WASHINGTON — Every 10 years we’re asked by the government to fill out a census. Those responses impact how 1.5 trillion dollars of funding are dispersed into communities across the US through education programs, healthcare and infrastructure. But that money can’t be distributed accurately if people don’t respond.
What is the government doing to make sure that everyone fills out the census this year?
They’re getting creative and using videos.
An organization called Census Counts teamed up with community-based organizations across a wide spectrum of advocacy groups like immigrants, LGBTQ+, homelessness, health care, and more. Together they found story-tellers to narrate videos about their lives and how their communities can be helped through census funding.
Through those stories, called Stories for Change, Census Counts hopes other people under-represented on the census will see themselves and help them better understand why filling out their census counts.
Beth Lynk is the Campaign Director for Census Counts.
"We know that when communities, see themselves in the census and see the resources, political power that the census will bring to their communities and their lives through the power of storytelling, then they will get counted," Lynk said.
Mexican-American home care worker Patty Bedoya is one of the Stories for Change story-tellers.
"A lot of people were like, afraid.
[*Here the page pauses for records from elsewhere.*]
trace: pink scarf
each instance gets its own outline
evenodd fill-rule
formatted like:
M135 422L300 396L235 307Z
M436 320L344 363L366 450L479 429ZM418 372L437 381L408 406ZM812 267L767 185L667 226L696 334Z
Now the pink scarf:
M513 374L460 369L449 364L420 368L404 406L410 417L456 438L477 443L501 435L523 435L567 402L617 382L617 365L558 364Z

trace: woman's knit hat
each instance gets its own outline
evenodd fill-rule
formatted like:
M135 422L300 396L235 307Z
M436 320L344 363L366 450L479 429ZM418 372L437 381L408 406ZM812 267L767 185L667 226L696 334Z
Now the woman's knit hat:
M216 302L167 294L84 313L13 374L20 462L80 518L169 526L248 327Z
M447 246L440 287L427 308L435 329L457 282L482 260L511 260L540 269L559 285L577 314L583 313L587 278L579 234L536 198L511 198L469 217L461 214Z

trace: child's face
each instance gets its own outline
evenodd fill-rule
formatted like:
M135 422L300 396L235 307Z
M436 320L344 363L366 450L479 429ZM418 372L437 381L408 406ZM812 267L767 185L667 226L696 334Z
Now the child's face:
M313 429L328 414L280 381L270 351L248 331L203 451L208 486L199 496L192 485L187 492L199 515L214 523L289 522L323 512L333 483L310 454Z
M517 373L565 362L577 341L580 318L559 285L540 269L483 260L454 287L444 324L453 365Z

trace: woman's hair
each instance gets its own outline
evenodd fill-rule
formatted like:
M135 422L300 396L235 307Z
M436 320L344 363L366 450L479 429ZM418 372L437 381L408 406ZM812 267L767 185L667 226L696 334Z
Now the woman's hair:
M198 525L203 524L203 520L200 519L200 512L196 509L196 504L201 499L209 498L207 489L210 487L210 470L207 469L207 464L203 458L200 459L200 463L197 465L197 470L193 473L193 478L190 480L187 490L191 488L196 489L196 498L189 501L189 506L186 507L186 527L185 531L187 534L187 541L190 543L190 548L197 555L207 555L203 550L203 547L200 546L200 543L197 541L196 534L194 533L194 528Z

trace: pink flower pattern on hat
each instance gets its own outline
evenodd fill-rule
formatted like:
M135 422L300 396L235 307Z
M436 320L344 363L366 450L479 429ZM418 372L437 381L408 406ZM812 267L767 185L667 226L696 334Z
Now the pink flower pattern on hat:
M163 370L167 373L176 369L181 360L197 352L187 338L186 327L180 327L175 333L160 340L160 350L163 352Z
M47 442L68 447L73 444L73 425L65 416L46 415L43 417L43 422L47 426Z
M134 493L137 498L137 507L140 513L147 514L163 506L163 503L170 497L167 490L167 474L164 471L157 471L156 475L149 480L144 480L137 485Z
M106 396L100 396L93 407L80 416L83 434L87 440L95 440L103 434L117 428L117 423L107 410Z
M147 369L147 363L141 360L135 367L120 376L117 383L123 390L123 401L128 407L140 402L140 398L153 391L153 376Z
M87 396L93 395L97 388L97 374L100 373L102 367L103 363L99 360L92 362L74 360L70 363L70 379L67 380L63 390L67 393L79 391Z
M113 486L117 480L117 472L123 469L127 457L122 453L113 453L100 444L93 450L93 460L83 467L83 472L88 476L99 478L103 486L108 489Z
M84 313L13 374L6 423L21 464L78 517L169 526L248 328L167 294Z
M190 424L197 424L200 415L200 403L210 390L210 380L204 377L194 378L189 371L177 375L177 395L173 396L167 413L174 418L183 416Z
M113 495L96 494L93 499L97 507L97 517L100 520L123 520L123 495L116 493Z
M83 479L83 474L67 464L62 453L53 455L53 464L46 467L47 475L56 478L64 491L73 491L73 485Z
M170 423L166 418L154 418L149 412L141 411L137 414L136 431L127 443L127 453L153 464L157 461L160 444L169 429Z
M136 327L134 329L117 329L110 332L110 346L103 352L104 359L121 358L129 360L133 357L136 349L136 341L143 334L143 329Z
Afraid because, you know, they think immigration is going to come for them," Bedoya said. "So it was important for me to make that video."
Bedoya’s video not only highlights the story of her hardworking undocumented father that struggled to provide a better life for her but also her struggle as a home care provider to get funding for healthcare workers -- funding that could be increased as a result of the census.
"When the government didn’t recognize home care workers as front liners, my brothers and sisters in the union fought for personal protective equipment (PPE) and our safety," says Bedoya in her Stories for Change video.
The goal of the campaign is that through the story-tellers’ messages, other members of under-represented communities will see a bit of themselves in those stories and understand why it’s important to be counted in the census.
"Like protests, the census is a critical avenue for us to demonstrate strength in numbers," Bedoya said in her Stories for Change video.
Let’s talk about those numbers.
According to Lynk, the census sends $1.5 trillion dollars of funding into communities across the US. That money is distributed through education programs, healthcare and infrastructure.
The census also determines how many seats in congress are assigned to each state and how district lines are drawn -- which can also impact the dispersal of resources.
But she says what many people don’t realize is how much the census can impact their individual life.
"Our hope is that these videos, that the Stories for Change series and resources that are available to communities are a tool for change now," Lynk said. "Something that certainly encourages communities to get counted, but also a reminder of the power of data the opportunity to use."